Guiné > Bissau > 29 de Julho de 1968 > Lacónico telegrama enviado pelo Mário Beja Santos à sua noiva, Cristina Allen, dizendo: "Viagem magnífica chagámos bem. Saudades. Logo que possa escrevo". Em nota manuscrita que me mandou a acompanhar, em 10 de Outubro de 2006, o documento original, ele esclareceu o seguinte: "Aqui nos telegramas, havia controlo. Só era possível utilizar expressões inócuas e fluídas. Nada de localização, elementso concretos, assuntos bélicos. 'Viagem magnífica chegámos bem' foi a frase que me sugeriram. Guarda, fia no dossiê que tu, um dia, quando eu bater a bota, entregarás no Arquivo Histórico-Militar. Vê se sensibilizas a malta a não deitar nada para o lixo. Teu amigo e admirador, Mário".


Texto e fotos: © Beja Santos (2006). Direitos reservados.


Texto recebido em 6 de Dezembro de 2006. Post nº 26 da série Operação Macaréu à Vista, da autoria de Mário Beja Santos, ex-comandante do Pel Caç Nat 52 (Missirá e Bambadinca, 1968/70) (1).

Caro Luís, este é o penúltimo episódio de 1968. Espero enviá-lo segunda ou terça feira. Volta a fazer milagres, por favor, com as ilustrações. Segue pelo correio o mesmo O Monte dos Vendavais que li em Missirá. Recebe um abraço deste amigo que viveu ontem momentos de alegria enquanto almoçava contigo e te oferecia o exemplar nº 1 de Este Consumo que nos Consome, Mário.


Comentário de L.G.:
Mário, hoje vou provavelmente decepcionar-te. Ou melhor, não pdoerei corresponder às tuas expectativas... Mas esse é também o papel do editor do blogue.
Recebi o teu livro da Emily Brönte, mas não tive tempo de digitalizar a capa. Fica para a próxima, com muita pena minha, já que era a tua empolgante leitura do dia de 25 de Dezembro de 1968. Também não encontrei na Net nenhuma imagem - com capa deste livro, em edição portuguesa (2) - que fosse suficientemente boa e pertencesse ao domínio público.

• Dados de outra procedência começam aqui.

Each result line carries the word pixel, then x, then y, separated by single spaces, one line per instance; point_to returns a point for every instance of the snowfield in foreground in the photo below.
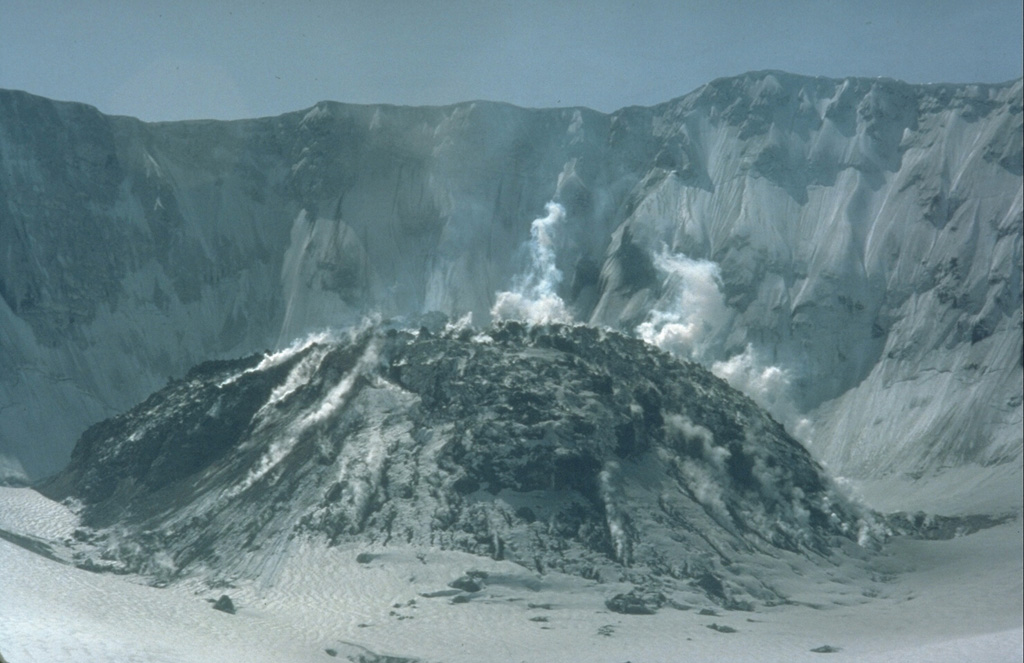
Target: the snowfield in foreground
pixel 937 601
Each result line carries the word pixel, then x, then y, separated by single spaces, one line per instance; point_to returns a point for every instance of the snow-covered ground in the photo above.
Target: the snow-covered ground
pixel 958 599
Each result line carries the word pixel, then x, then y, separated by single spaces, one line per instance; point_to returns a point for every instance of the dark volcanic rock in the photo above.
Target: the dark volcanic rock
pixel 224 605
pixel 558 448
pixel 636 603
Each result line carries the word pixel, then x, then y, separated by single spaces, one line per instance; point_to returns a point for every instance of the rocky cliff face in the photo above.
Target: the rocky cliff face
pixel 558 448
pixel 848 251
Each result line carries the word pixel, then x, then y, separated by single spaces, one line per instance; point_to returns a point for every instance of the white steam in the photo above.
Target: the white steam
pixel 767 385
pixel 691 315
pixel 534 298
pixel 691 321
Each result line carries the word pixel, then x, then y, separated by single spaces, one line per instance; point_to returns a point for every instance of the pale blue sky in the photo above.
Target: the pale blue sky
pixel 220 58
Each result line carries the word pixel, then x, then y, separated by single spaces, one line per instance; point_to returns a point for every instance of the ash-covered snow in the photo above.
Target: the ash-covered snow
pixel 864 237
pixel 560 448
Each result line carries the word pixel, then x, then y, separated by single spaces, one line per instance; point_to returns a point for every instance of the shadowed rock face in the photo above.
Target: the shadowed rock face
pixel 867 234
pixel 558 448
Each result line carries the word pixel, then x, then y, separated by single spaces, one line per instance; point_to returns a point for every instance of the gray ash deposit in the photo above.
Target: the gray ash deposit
pixel 560 448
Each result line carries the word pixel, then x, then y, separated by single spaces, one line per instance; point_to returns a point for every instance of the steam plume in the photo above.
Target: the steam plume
pixel 534 297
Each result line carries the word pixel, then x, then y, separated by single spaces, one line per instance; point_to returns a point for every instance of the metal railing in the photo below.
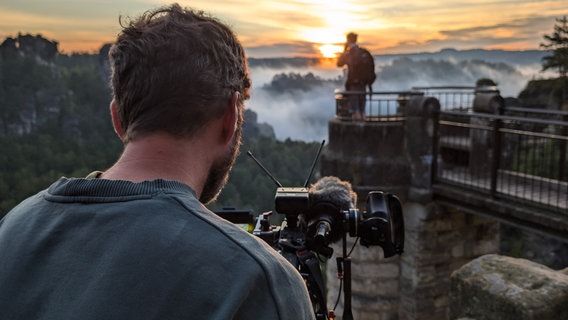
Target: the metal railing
pixel 379 105
pixel 504 156
pixel 389 105
pixel 458 98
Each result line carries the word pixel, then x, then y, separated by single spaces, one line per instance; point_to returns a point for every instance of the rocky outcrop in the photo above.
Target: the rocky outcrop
pixel 499 287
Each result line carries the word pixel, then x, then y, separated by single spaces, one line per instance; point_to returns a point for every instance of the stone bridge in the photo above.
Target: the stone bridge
pixel 462 164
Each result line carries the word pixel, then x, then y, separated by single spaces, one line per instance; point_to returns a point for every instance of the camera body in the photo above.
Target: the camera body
pixel 322 223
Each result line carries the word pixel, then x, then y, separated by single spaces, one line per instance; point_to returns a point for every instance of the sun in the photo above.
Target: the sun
pixel 330 50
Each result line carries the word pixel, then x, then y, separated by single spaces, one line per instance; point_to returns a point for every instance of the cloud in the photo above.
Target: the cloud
pixel 302 110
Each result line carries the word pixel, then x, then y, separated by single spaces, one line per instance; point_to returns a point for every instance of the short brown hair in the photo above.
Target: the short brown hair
pixel 175 69
pixel 351 37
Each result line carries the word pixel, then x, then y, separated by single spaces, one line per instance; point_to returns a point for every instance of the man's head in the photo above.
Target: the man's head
pixel 351 38
pixel 173 70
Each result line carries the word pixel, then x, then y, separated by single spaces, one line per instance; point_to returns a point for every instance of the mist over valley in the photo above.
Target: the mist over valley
pixel 296 96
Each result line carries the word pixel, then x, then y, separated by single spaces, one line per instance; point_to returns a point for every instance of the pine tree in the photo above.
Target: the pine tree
pixel 557 43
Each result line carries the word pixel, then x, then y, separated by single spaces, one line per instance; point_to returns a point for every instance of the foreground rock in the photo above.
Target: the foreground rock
pixel 498 287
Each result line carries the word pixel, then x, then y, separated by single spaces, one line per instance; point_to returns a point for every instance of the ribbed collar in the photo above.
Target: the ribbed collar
pixel 80 187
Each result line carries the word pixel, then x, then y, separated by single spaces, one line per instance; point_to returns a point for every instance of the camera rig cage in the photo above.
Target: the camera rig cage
pixel 312 222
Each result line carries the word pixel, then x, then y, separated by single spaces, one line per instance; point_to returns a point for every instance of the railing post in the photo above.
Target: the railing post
pixel 496 155
pixel 562 147
pixel 435 145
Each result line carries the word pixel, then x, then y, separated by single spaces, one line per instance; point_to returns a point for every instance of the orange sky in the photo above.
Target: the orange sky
pixel 301 27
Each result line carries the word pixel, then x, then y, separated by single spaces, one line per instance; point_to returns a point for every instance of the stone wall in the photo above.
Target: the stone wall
pixel 396 157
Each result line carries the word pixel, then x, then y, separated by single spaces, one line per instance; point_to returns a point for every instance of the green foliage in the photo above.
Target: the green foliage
pixel 54 122
pixel 558 43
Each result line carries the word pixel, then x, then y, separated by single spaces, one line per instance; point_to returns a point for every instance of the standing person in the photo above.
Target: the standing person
pixel 136 241
pixel 360 73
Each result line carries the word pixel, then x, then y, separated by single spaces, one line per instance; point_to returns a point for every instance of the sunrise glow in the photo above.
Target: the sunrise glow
pixel 315 28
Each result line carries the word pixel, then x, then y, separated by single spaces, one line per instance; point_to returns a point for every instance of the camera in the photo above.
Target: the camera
pixel 318 216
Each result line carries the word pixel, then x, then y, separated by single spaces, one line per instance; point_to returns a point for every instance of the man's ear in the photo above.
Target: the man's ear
pixel 115 120
pixel 230 118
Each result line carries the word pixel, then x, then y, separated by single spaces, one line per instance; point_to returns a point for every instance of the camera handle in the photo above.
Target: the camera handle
pixel 345 261
pixel 293 247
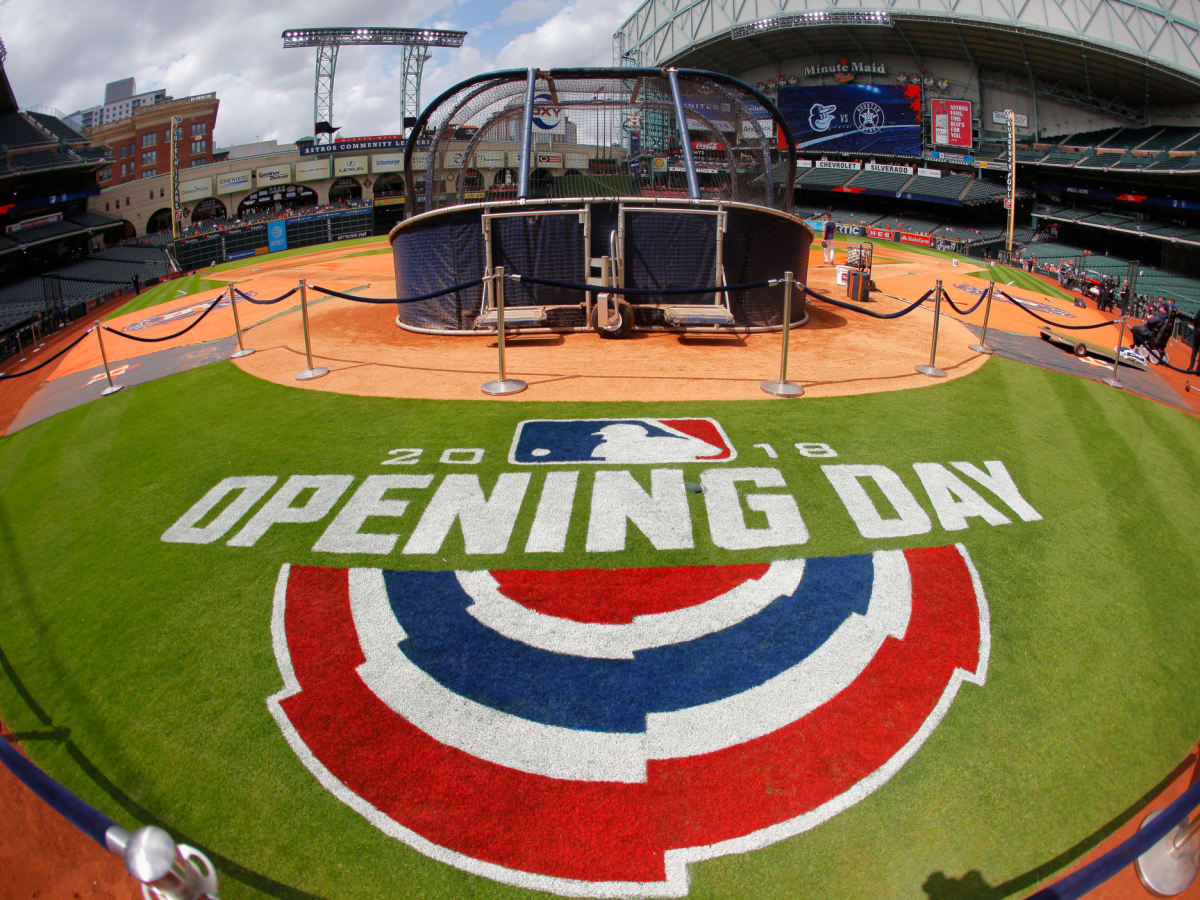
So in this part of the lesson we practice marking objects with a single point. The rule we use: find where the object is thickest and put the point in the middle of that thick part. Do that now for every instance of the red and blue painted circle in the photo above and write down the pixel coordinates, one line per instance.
(592, 732)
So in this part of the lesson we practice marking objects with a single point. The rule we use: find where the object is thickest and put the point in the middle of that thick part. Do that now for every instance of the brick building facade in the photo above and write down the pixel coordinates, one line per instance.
(141, 144)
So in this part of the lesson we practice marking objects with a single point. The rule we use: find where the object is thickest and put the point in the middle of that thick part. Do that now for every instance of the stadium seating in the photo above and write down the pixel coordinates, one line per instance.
(1087, 138)
(907, 223)
(41, 160)
(947, 187)
(57, 126)
(16, 131)
(881, 181)
(1062, 157)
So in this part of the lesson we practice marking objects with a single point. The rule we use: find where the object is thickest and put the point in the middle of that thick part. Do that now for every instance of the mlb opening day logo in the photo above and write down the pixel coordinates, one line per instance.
(593, 731)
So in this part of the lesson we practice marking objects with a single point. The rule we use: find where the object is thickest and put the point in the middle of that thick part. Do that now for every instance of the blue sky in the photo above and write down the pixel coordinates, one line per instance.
(63, 52)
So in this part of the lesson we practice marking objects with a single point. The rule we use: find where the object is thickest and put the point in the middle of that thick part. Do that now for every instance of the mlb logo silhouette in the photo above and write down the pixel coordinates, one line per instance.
(621, 441)
(592, 732)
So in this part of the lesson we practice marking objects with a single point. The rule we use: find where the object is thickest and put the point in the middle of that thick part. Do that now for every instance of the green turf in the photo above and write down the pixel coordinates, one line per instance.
(292, 252)
(137, 671)
(167, 292)
(1021, 280)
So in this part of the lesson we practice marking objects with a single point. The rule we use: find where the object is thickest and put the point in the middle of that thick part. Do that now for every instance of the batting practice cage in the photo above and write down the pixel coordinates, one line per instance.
(610, 198)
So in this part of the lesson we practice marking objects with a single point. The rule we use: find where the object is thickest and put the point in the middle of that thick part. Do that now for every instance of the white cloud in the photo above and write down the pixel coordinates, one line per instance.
(577, 35)
(527, 10)
(63, 52)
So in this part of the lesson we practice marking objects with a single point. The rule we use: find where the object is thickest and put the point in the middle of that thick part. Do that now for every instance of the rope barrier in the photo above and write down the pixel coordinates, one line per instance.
(1101, 870)
(959, 310)
(249, 299)
(400, 299)
(168, 337)
(87, 819)
(874, 315)
(46, 361)
(645, 292)
(1055, 324)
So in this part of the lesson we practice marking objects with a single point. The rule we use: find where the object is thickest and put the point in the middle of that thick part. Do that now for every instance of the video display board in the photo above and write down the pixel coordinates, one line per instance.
(952, 123)
(855, 118)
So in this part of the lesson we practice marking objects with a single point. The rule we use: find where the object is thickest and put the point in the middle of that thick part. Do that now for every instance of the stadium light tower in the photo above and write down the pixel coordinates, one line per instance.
(414, 41)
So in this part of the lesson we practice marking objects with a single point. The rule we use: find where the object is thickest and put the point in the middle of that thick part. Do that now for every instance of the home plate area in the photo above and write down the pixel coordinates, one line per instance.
(592, 732)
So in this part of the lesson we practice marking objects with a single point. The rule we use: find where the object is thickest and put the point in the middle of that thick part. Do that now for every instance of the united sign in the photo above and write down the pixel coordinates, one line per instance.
(591, 732)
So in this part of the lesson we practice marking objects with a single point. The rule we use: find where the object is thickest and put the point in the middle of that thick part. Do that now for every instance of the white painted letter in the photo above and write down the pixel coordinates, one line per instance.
(663, 515)
(343, 535)
(726, 521)
(553, 516)
(953, 499)
(325, 491)
(486, 523)
(253, 489)
(910, 520)
(1000, 483)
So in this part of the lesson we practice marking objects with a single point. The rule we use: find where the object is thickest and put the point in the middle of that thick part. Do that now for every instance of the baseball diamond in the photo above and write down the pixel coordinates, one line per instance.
(516, 502)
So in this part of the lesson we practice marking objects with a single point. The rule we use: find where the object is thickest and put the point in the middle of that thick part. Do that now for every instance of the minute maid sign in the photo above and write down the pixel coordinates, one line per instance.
(594, 731)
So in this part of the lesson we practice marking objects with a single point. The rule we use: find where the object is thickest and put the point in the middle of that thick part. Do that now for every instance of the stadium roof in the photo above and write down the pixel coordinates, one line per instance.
(1120, 57)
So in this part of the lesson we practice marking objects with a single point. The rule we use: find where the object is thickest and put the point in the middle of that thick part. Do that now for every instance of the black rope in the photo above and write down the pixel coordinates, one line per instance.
(46, 361)
(958, 309)
(1165, 364)
(249, 299)
(1056, 324)
(399, 299)
(167, 337)
(645, 292)
(874, 315)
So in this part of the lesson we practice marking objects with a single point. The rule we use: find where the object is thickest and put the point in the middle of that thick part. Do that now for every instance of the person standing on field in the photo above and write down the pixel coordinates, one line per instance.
(827, 233)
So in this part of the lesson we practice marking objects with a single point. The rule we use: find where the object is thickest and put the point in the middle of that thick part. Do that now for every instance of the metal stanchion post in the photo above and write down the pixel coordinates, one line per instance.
(783, 388)
(1171, 865)
(103, 358)
(1116, 359)
(982, 347)
(931, 370)
(312, 371)
(243, 351)
(168, 870)
(504, 385)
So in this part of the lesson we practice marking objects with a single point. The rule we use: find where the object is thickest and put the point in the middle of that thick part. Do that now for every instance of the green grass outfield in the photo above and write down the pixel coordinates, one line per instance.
(137, 671)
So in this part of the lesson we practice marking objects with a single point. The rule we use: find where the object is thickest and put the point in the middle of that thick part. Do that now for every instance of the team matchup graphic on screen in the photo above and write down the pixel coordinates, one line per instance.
(594, 727)
(855, 118)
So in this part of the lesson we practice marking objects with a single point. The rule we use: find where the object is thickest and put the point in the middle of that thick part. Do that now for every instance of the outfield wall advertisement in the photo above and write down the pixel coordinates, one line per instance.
(855, 118)
(196, 190)
(312, 169)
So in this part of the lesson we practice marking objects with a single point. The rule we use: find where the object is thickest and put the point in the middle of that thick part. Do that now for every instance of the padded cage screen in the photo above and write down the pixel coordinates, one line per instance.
(599, 133)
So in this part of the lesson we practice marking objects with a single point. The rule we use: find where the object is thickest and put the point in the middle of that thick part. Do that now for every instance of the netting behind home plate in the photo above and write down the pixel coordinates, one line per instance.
(599, 133)
(653, 180)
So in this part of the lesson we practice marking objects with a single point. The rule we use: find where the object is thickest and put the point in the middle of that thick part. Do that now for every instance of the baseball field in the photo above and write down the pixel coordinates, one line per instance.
(641, 630)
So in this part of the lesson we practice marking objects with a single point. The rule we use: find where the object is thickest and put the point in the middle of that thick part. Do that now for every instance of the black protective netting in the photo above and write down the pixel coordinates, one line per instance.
(601, 141)
(601, 133)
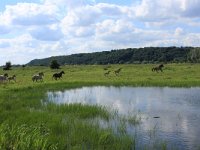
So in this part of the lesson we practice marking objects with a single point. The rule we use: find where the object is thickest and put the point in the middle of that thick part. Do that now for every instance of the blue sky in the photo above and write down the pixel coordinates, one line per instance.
(32, 29)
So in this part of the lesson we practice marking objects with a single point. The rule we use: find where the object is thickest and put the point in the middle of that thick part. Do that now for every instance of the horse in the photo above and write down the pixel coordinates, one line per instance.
(58, 75)
(3, 78)
(12, 78)
(107, 73)
(158, 68)
(38, 76)
(117, 71)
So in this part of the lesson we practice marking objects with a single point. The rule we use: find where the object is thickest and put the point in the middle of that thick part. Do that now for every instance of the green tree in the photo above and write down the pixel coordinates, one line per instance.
(54, 64)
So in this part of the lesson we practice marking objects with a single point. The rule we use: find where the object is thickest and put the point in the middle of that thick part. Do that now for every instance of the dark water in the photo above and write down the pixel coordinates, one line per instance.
(171, 115)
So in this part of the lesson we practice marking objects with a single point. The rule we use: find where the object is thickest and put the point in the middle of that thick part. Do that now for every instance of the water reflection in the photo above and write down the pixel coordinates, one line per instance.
(177, 109)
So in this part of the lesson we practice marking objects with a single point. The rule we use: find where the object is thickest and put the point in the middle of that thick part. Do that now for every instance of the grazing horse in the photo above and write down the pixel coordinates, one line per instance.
(158, 68)
(107, 73)
(12, 78)
(117, 71)
(3, 78)
(38, 76)
(58, 75)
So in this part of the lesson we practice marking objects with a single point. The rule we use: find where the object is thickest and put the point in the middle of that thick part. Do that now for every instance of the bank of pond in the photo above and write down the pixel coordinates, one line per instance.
(105, 117)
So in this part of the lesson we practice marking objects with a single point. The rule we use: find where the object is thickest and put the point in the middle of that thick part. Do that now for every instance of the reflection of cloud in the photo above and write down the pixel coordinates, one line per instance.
(178, 122)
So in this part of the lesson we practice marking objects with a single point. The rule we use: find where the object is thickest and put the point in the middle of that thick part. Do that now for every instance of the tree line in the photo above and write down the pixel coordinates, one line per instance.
(126, 56)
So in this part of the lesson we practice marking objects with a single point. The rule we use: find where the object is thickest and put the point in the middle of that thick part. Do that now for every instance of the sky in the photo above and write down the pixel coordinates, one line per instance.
(31, 29)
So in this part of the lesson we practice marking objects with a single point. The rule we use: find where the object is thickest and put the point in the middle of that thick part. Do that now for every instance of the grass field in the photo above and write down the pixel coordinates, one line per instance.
(25, 123)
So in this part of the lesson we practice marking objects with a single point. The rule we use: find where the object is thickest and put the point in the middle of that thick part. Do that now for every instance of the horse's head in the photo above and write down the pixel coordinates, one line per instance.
(41, 74)
(161, 65)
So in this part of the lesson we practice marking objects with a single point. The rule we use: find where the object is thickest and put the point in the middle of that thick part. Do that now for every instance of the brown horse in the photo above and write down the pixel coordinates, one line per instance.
(58, 75)
(117, 71)
(158, 68)
(107, 73)
(12, 78)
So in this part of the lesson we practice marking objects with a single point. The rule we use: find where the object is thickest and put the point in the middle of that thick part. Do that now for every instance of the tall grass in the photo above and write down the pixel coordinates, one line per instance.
(67, 126)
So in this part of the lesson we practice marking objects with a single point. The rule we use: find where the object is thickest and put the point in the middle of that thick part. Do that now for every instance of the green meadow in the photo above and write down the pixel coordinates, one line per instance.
(28, 123)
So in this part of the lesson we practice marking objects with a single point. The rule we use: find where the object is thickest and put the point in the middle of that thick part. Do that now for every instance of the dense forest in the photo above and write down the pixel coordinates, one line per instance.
(126, 56)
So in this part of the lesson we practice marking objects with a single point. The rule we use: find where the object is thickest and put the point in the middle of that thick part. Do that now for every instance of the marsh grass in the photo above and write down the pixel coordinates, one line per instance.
(22, 111)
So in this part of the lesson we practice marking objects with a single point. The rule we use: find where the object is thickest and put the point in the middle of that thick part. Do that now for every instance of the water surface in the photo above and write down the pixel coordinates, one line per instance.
(171, 115)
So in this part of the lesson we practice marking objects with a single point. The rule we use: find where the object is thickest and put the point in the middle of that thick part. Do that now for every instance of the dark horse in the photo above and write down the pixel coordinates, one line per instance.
(158, 68)
(58, 75)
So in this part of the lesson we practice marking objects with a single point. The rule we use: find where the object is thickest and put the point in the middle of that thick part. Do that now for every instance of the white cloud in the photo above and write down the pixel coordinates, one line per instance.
(55, 27)
(46, 33)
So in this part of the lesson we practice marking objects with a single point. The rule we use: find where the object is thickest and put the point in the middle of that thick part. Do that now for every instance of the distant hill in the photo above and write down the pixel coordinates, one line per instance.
(123, 56)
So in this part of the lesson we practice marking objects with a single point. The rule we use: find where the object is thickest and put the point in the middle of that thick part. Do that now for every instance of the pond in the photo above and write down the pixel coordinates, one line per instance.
(167, 114)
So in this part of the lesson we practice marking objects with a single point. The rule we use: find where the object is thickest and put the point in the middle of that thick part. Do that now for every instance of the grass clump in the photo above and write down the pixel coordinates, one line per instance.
(23, 137)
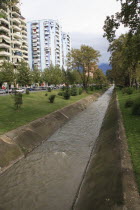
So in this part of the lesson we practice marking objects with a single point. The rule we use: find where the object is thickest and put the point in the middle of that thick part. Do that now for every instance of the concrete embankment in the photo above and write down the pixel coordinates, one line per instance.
(109, 182)
(17, 143)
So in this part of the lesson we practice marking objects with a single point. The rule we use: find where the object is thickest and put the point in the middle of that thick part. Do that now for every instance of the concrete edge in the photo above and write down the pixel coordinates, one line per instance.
(16, 144)
(130, 189)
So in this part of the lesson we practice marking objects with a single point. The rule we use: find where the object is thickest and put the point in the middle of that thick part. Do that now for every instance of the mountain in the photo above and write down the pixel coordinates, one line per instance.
(104, 67)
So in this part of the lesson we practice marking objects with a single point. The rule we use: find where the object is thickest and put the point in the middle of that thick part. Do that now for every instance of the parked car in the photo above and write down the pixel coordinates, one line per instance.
(2, 91)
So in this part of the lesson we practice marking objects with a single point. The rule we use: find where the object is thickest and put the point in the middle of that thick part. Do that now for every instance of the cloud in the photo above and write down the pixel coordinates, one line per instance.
(94, 40)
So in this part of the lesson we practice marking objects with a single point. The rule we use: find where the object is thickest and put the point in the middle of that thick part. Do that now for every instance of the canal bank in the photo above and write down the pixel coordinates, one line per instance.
(109, 182)
(16, 144)
(49, 177)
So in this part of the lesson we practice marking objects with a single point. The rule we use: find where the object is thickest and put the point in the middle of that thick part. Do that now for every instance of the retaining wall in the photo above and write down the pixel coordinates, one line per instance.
(17, 143)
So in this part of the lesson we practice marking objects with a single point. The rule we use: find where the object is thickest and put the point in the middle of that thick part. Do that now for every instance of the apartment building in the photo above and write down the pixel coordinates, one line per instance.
(45, 41)
(66, 48)
(13, 34)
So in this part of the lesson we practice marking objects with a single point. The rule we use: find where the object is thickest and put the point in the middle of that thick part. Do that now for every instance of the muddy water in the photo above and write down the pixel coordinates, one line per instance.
(49, 177)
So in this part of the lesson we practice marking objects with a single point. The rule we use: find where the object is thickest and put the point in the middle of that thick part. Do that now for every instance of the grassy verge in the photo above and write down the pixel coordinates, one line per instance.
(132, 127)
(35, 105)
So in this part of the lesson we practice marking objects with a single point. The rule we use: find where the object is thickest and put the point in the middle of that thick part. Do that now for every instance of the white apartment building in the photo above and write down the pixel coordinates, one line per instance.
(66, 48)
(46, 45)
(13, 35)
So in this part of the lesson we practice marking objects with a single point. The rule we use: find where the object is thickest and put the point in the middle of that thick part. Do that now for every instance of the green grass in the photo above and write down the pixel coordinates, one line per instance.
(35, 105)
(132, 127)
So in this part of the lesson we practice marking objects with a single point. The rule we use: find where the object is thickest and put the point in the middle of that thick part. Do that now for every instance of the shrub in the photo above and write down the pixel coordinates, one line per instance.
(51, 98)
(60, 93)
(136, 107)
(128, 90)
(74, 91)
(80, 91)
(18, 100)
(67, 94)
(49, 89)
(27, 92)
(63, 88)
(129, 103)
(92, 88)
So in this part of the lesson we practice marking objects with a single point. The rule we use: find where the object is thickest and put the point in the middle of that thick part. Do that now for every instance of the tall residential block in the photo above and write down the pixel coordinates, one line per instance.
(47, 44)
(13, 34)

Também não vou poder postar o teu texto exactamente no dia 25, ou na véspera, 24. Hoje, 22, sigo de manhã para o Norte, para umas curtas férias natalícias, e não tenho a certeza de poder actualizar o nosso blogue nestes próximos dias. Se tiver acesso á Net, prometo encostar o teu post mais à data e hora da Consoada.
Não preciso de apelar à tua compreensão e boa vontade. Gostei, pá, da tua festa do Natal 68 em Missirá. Chamei-lhe ecuménica... Não páras (nem pares) de nos surpreender. Luís".


O Natal em Missirá
por Beja Santos

Desde o início de Dezembro que estão a chegar ao Cuor pacotes com pinhões, broas de milho e castelar, passas, avelãs, ameixas e até tâmaras. Múltiplos e misteriosos reis magos cirandam nos céus e depositam discretamente os acepipes natalícios que aterram em Bissalanca e daqui por mar e pelo ar chegam a Bambadinca.

Repito: não há oficial, sargento ou praça que não tenha um contacto a estabelecer para trazer outros acepipes para a festa de Natal em Missirá. O Augusto virá esbaforido com um bolo-rei que só arrefeceu a bordo do avião. Quando vou a Bafatá comprar vitualhas e adornos, cruzo-me com o Almeida que regressa de férias e traz fritos. Há a consoada e há o almoço de Natal.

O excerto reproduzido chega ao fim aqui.